= Sheddase =

Enzyme family

Diagram of an ectodomain shedding ADAM metalloprotease.

Sheddases are membrane-bound enzymes that cleave extracellular portions of transmembrane proteins, releasing the soluble ectodomains from the cell surface. Many sheddases are members of the ADAM or aspartic protease (BACE) protein families.

These enzymes can activate a transmembrane protein if it is a receptor (e.g., HER2), or cut off the part of the transmembrane protein which has already bound an agonist (e.g., in the case of EGFR), allowing this agonist to go and stimulate a receptor on another cell. Hence, sheddases demultiply the yield of agonists. Sheddase inhibitors active on ADAM10 and ADAM17 can potentiate anti-cancer therapy.

==Functions==
It has been postulated that the activity of sheddases occurs in relation to the amount of general enzymatic activity. Research indicates that sheddases are instead related to phosphatidylserine exposure. When PSA-3 cells' ability to synthesize phosphatidylserine was repressed, sheddase activity decreased, and the sheddase activity returned to normal levels when the cells were again able to synthesize phosphatidylserine. This led researchers to conclude that phosphatidyserine exposure is necessary for cells to exhibit sheddase activity.

==Uses==
Due to the nature of the mechanisms and functions of sheddase enzymes, they have been studied on the basis of discovering possible uses in medicine.
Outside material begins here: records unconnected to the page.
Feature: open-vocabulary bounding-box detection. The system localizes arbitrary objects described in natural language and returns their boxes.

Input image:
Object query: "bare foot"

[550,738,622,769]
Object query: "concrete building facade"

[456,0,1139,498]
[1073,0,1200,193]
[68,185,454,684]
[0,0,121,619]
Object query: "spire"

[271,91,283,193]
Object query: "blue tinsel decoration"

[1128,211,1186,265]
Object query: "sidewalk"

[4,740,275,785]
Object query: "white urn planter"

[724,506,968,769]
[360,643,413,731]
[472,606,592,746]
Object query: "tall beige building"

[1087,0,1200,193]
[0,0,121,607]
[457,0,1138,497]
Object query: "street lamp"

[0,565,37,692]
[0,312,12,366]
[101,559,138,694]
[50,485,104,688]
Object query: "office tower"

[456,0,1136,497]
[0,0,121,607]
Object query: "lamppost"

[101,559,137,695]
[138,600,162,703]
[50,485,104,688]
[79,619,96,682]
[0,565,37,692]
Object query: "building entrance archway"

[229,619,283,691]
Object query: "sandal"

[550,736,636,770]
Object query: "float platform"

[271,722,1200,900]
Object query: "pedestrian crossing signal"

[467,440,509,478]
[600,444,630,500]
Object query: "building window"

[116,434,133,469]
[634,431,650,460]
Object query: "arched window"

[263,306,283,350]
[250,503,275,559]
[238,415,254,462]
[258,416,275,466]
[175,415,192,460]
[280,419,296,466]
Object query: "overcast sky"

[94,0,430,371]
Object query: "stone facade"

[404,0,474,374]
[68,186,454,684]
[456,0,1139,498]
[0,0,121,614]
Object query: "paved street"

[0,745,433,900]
One such use is in the treatment of allergic responses and other processes of the immune system. ADAM10 is responsible for the shedding of the CD23 Immunoglobulin receptor, which releases soluble sCD23. sCD23 present in the blood serum contributes to immune response and, to some, the onset of inflammatory disease such as asthma. Given that ADAM10 sheddase cleaves CD23 and increases the levels of sCD23, possible treatments for these diseases may center around the inhibition of sheddase function.
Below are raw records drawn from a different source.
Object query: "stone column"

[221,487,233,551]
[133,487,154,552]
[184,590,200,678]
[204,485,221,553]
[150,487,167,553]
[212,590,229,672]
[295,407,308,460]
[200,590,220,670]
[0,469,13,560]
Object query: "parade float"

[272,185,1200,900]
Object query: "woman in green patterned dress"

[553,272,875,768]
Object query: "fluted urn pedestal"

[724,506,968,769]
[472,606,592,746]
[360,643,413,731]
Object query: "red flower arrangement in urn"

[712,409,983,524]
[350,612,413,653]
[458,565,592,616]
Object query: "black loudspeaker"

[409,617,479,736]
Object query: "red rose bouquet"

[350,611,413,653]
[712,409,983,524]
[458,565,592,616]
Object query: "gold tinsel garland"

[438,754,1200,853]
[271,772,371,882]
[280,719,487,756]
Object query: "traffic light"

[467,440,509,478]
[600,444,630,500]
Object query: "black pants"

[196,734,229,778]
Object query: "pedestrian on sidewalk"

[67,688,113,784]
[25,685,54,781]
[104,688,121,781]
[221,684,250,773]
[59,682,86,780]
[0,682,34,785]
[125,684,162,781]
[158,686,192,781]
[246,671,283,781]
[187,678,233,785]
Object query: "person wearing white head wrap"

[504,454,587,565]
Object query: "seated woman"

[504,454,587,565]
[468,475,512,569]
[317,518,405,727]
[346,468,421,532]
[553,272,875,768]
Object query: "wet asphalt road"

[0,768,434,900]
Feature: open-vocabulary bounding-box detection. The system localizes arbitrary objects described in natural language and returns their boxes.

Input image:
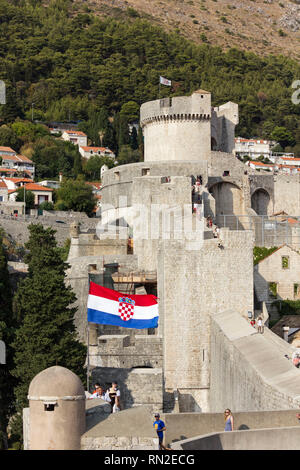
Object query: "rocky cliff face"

[74,0,300,59]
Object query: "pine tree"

[12,224,86,433]
[0,230,15,450]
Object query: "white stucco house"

[61,130,87,147]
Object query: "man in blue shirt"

[153,413,171,450]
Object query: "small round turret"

[70,220,80,238]
[28,366,85,450]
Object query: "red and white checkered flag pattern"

[119,297,135,321]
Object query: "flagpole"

[86,274,91,392]
[86,321,90,392]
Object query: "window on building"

[268,282,277,299]
[44,403,55,411]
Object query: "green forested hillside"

[0,0,300,159]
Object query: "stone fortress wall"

[64,91,299,412]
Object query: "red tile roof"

[249,161,274,168]
[25,183,53,192]
[280,157,300,162]
[64,131,87,137]
[5,176,33,183]
[2,155,33,163]
[81,146,113,153]
[0,146,16,153]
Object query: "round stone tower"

[140,90,211,162]
[28,366,85,450]
[70,220,80,238]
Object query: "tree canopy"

[0,0,300,158]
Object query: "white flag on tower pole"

[159,77,172,86]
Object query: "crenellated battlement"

[140,90,211,127]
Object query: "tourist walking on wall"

[153,413,171,450]
[108,382,121,413]
[224,408,233,431]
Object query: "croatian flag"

[87,282,158,329]
[159,77,172,86]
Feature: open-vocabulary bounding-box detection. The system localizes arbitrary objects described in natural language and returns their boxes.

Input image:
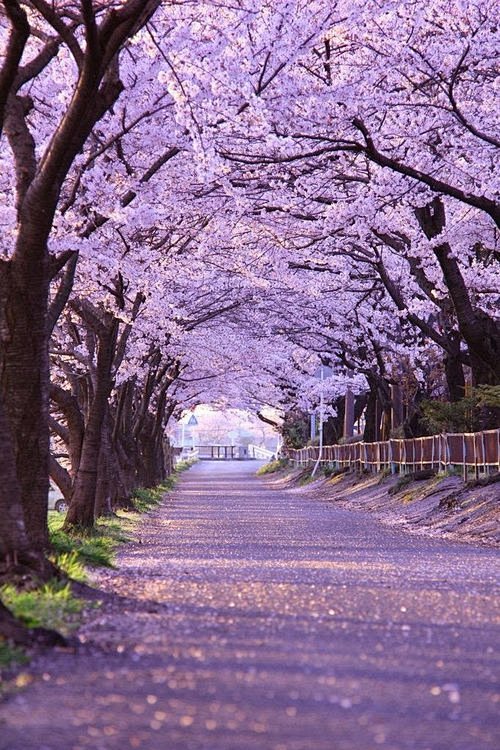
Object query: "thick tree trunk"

[0,250,49,550]
[444,334,465,402]
[415,198,500,385]
[64,319,119,529]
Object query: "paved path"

[0,463,500,750]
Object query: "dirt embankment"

[271,471,500,546]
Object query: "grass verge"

[0,468,189,676]
[256,458,288,477]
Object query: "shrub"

[257,458,288,476]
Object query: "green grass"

[256,458,288,477]
[0,580,85,635]
[49,515,130,580]
[0,642,28,674]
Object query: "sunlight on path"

[0,462,500,750]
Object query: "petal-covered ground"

[0,462,500,750]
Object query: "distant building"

[172,411,200,448]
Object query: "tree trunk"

[64,319,119,529]
[0,248,49,550]
[415,197,500,385]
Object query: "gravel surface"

[0,462,500,750]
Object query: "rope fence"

[286,429,500,481]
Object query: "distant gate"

[196,445,248,461]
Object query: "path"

[0,462,500,750]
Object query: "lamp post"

[311,365,331,477]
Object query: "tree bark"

[64,316,119,529]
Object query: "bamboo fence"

[286,429,500,480]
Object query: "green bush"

[0,580,85,634]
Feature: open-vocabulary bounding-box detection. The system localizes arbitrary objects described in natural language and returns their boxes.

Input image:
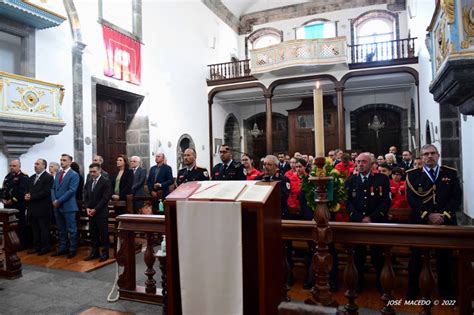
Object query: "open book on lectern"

[167,181,272,202]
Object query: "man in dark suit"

[25,159,53,256]
[130,156,146,210]
[278,153,291,175]
[176,148,209,186]
[212,144,247,180]
[406,144,462,300]
[346,153,391,291]
[147,153,173,198]
[2,160,31,249]
[84,163,112,262]
[51,154,79,258]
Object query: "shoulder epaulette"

Tumor necrosis factor alpha converting enzyme (TACE) is a sheddase protein that has been observed in many types of cancer and could serve as an important Biomarker (medicine) used in the detection of cancer. While the expression of TACE does not directly correlate with particular stages of cancer, the shedding activity of the enzyme is significantly more prominent in head and neck cancer cells compared to normal cultured cells.